Cleanup feature branches:

git branch -d feature/feat1
git branch -d feature/feat2

Marketplace Git Workflow

1. Fork demisto/content on GitHub
2. Clone fork locally
3. Create feature branch from master
4. Develop pack in

   Packs/<PackName>/

   (code + tests + docs together)
5. Run full validation suite
6. Commit and push to fork
7. Open PR against demisto/content
8. Address reviewer feedback (bump version 0.0.1 per review cycle)
9. Do NOT build zip -- marketplace CI handles it

Local Git Workflow

1. Work in private repository (content-ci-cd-template or content fork)
2. Create feature branch for EACH feature
3. Develop + test + lint + validate + update docs on each branch
4. Merge all feature branches to main when validated
5. Tag release on main
6. Build zip ONLY after tagging
7. Deploy zip to XSOAR instance

Phase 7: Build and Deploy

CRITICAL: Zip is ONLY Built After a Git Tag

DO NOT build a zip pack from a feature branch or untagged main. The build process is:

1. All features merged to main

2. demisto-sdk validate

   passes on main
3. Git tag created (e.g.,

   v1.0.0

   )
4. THEN build the zip

If the user asks to build a zip and there is no tag, ask: "Should I tag this release first?"

Build Zip Pack

ALWAYS use demisto-sdk zip-packs (not regular zip). Output filename MUST include the version:

# Verify we are on a tagged commit
git describe --exact-match --tags HEAD || echo "WARNING: HEAD is not tagged! Tag first."

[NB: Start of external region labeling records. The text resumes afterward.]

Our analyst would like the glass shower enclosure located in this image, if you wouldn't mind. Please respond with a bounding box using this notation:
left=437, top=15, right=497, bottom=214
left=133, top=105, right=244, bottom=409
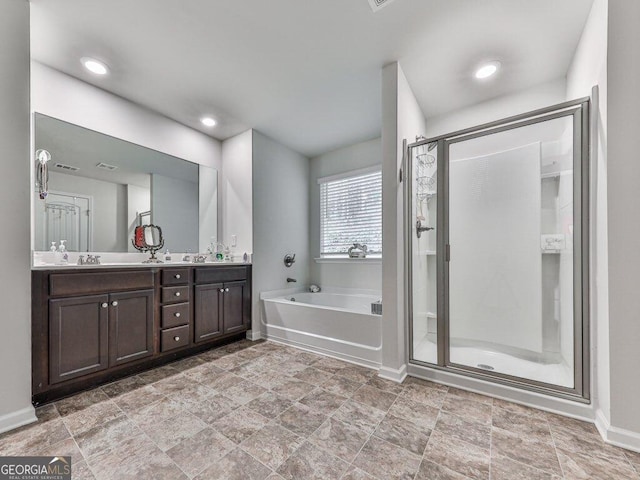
left=404, top=99, right=589, bottom=400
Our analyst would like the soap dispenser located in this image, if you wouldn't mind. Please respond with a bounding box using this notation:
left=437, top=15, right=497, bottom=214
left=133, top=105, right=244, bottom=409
left=58, top=240, right=69, bottom=265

# Get version from pack_metadata.json
VERSION=$(python3 -c "import json; print(json.load(open('Packs/<PackName>/pack_metadata.json'))['currentVersion'])")

# Handle Lists bug workaround
if [ -d "Packs/<PackName>/Lists" ]; then
    mv Packs/<PackName>/Lists Packs/<PackName>/Lists.bak
fi

demisto-sdk zip-packs -i Packs/<PackName> -o <PackName>_build

# Restore Lists
if [ -d "Packs/<PackName>/Lists.bak" ]; then
    mv Packs/<PackName>/Lists.bak Packs/<PackName>/Lists
fi

# MUST rename with version in filename
cp <PackName>_build/uploadable_packs/<PackName>.zip <PackName>-${VERSION}.zip

# Clean up build directory (do NOT commit it)
rm -rf <PackName>_build

echo "Built: <PackName>-${VERSION}.zip"

Zip filename format:

<PackName>-<version>.zip

MyIntegration-1.0.0.zip

/var/www/packs/

MANDATORY: Post-Build Deployment Prompt

After EVERY zip build, ALWAYS ask the user these questions (do NOT skip):

1. "Should I upload this pack to your XSOAR instance?"
2. "Should I create/update an integration instance and test it?"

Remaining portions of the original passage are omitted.